Thursday, December 4, 2008

Thank God It's Grey's Tonight

I really need it. Lately, things have been so weird and I seem to be in a constant sullen state. This is not by choice, of course. Just one of those things I cannot truly control all the way. If it's not one thing, its another. I feel like I just need to cut ties from civilization to truly have some peace and happiness. Sadly, that is not reality. They say start ever morning like it was on purpose. Or tomorrow is another day. Or start fresh. I always feel like, "ugh, another day, I gotta brace myself for a whole lot of ugly coming my way from a never-ending parade of stupid."
I almost feel guilty this past week about my blogs. I cast off such a negative spin on things. But I have to remind myself that the only reason I have one of these is so I can vent, bitch, moan, complain and well...I think I am succeeding at that task. I have not even fully touched on what thoroughly has pissed me off this week alone, not even the past month. So consider yourselves lucky. However, I am the unlucky one for letting that shit stay inside and fester. Now I would have to admit that I only let about 20% of whats truly bugging me out on this blog. If I was just writing for myself, and for no ones eyes, I would probably be completely forthcoming and honest about stuff. But in fear that I will hurt peoples feelings or it may get around to other people from word of mouth - I have opted out of that. I am just glad Greys is on in almost 2 hours. It is my 1 hour of complete happiness with no interruptions (except commercials) which by the way will be a thing of the past starting tomorrow when I get my DVR. *Merry Christmas to Me...YAY...Im so happy.* I will just address a few things ( in the form of a brief statement) as of late, that bother the crap about of me.
1. I hate the winter weather, AND it just started. SHIT. 4 long ass months of this......brace myself
2. I hate my neighbors above....sounds like they constantly move furniture.
3. I hate the apt complex management and home office. They are liars, crooks and rude as hell.
4. I hate when young adults go to bed as early as old people do....freaking seriously, you will have plenty of time to be OLD and do that shit.
5. I hate movies based on books. Why cant one EVER be awesome?
6. I hate online games, but really just one. I have nothing to do with them, but they still impact my life because just this week, my hubby got sucked back into one that I loathe. UGH.
7. I hate those people who only call or email when they are bored, need something or are just plain nosy and want to ask a billion questions. They need a crash course in friendship 101.

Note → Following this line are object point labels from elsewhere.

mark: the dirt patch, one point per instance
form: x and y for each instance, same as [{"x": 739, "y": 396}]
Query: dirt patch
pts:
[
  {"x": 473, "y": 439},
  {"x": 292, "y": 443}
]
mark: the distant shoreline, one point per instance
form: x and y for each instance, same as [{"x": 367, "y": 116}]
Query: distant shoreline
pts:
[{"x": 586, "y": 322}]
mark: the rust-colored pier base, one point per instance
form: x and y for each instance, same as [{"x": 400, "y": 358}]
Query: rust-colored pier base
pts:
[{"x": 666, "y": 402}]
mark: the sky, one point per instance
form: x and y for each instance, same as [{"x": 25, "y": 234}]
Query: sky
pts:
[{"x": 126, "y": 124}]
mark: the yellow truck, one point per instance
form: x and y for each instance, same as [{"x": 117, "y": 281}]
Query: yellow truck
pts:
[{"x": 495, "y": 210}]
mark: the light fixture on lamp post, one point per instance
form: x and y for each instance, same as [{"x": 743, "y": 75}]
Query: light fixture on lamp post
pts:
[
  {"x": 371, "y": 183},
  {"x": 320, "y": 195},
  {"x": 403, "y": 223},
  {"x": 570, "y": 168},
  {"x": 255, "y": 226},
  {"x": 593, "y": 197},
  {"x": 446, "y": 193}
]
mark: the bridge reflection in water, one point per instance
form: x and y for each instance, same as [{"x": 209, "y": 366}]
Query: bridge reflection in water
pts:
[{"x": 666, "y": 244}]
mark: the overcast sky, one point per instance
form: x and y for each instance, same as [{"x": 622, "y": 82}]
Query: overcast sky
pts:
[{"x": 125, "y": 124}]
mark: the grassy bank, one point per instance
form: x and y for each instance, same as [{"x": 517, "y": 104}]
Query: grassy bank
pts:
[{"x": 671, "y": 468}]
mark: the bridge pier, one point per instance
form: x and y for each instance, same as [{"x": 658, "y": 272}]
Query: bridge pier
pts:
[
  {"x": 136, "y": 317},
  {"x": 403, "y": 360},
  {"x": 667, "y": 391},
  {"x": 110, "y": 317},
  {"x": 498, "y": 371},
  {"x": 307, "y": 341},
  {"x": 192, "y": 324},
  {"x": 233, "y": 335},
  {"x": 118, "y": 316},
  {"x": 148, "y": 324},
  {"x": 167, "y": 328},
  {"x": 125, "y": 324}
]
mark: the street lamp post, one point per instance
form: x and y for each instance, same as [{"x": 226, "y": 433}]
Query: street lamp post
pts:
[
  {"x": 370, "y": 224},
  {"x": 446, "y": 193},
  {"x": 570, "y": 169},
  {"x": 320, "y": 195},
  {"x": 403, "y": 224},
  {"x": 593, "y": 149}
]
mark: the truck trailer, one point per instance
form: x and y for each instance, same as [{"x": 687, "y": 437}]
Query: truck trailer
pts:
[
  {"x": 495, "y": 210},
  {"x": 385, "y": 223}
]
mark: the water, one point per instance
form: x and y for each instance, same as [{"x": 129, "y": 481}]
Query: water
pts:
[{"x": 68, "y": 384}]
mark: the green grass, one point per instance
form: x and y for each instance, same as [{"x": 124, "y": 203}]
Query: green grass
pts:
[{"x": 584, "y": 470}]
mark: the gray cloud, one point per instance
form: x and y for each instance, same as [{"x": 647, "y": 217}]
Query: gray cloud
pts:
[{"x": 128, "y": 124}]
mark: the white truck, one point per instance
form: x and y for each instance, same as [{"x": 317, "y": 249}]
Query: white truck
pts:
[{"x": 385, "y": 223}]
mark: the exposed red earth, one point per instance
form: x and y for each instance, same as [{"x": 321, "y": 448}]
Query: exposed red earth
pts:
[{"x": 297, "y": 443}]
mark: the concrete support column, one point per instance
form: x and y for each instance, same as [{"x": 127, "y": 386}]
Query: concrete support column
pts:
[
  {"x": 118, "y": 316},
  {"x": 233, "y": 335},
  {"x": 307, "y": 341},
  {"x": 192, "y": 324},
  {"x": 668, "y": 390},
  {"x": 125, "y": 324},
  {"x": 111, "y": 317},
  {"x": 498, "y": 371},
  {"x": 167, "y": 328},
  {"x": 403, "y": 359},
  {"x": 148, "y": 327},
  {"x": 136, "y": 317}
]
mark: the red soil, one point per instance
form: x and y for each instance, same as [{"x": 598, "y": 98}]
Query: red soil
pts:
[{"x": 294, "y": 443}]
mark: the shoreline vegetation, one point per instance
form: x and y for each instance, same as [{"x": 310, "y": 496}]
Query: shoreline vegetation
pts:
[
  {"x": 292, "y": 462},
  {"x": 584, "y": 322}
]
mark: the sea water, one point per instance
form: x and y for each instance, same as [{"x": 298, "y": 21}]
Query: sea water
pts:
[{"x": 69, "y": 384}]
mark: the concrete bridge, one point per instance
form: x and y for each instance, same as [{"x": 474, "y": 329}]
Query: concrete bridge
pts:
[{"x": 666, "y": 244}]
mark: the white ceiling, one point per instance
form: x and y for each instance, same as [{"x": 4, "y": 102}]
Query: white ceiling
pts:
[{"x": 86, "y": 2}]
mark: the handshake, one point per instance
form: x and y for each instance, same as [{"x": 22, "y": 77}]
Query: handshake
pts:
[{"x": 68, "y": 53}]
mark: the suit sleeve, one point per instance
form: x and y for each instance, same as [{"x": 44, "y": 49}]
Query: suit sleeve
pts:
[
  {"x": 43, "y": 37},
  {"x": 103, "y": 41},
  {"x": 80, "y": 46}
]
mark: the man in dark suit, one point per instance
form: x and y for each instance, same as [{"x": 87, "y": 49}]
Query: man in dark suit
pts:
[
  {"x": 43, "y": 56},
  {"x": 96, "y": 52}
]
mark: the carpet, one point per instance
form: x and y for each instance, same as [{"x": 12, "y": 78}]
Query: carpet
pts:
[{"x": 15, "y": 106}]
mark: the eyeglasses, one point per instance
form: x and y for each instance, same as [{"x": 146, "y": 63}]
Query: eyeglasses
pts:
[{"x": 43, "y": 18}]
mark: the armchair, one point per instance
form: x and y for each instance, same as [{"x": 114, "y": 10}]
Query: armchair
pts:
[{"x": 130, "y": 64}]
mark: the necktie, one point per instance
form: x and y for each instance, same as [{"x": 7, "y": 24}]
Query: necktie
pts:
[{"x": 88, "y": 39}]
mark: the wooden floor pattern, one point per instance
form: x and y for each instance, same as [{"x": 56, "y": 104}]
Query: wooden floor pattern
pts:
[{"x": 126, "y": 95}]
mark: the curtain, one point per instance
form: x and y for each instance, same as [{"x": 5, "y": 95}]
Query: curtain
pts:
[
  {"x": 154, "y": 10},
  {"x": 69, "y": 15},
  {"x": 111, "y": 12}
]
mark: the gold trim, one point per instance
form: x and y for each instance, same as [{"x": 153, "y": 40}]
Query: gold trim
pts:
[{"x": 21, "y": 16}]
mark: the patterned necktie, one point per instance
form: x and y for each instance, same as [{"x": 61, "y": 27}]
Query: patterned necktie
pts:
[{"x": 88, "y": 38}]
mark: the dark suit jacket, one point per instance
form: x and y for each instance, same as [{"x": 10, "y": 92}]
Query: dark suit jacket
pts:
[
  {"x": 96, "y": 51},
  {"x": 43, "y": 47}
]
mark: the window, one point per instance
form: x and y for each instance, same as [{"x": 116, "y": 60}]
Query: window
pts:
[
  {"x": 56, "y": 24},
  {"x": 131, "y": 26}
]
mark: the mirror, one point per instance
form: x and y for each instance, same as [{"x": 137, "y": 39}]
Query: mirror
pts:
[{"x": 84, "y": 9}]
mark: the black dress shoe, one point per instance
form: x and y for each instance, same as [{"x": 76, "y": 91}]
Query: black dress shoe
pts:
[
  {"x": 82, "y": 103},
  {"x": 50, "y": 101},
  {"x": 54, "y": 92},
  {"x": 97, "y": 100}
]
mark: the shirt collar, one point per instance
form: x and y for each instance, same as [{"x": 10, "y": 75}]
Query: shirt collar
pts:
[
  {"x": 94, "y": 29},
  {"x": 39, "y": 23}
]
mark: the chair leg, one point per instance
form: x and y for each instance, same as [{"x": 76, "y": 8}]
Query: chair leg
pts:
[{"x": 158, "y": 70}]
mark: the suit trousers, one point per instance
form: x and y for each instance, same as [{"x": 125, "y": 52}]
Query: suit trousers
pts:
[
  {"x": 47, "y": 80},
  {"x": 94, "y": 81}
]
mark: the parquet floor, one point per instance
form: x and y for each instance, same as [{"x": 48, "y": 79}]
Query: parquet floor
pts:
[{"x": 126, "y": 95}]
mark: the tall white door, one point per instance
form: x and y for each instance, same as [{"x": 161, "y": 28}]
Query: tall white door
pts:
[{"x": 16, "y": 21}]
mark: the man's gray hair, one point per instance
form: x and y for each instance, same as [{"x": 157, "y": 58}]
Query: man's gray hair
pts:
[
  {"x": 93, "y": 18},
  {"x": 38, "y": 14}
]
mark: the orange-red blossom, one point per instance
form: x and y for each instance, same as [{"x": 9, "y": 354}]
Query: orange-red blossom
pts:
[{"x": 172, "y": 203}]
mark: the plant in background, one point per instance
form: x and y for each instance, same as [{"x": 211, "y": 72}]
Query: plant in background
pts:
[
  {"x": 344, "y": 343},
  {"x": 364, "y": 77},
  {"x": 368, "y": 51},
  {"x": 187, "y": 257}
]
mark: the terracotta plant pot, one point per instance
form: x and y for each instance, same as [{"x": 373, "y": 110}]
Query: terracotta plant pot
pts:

I am going to read a book now and wait until my show comes on.

Monday, December 1, 2008

It is already December. Incredible.

Wow, what a whirlwind this year has been. I cannot even remember a lot of this years events.....maybe its becuase I am severely sleep deprived, utterly annoyed at things and thoroughly pissed off at my husband right now.
So the first day of December, we got our first Christmas tree together.....awwwwwww...ya for like a second. Then we realize what a pain in the ass these things are before we even get it inside the house. Then there is the set up and stands and rotating, ugh. Then we get the lights on, my OCD kicked in and I kept moving them and Jeff finally had to give me that "seriously, knock it off" look. THEN, came the realization that....well shit, we have pretty much no ornaments for our tree. Now, we have a few that his aunt bought us this past weekend. Blue balls-sparkly blue balls-to be exact. Then Jeff had a few of his own and I still havent busted mine out......still have to find THAT box...*groan*. But seriously, it will be a very bare tree this year. But I guess that is how many trees start out. I am not going to rush about and by matchy matchy ornaments and decorate my tree like Im freaking Martha Stewart. I am all for the random fun sentimental trees, that is what I had growing up and I love it. I love that each year my family decorates the tree together. We start it out with each ones babys first christmas ornaments, in birth order. I always get to go second. Then we each take turns putting up various meaningful ones from over the years that relatives and friends have given us and also ones from grade school.
I looked for a couples first christmas ornament the other day, and the ones that are our there are FUGLY. I havent had any luck yet on the internet, although, I have barely looked.
Anyways, I still love our first tree together. It is ridiculous and embarrassing to admit that I have taken about a dozen pics of it. I hope I am not one of *those* parents...when the time comes. But our tree is just that...OUR TREE. In a way I guess the deficient nature of our tree or the newness in that we barely have ornaments is refreshing. It signifies our whole lives ahead of us- to slowly collect meaninful flare for our tree every year.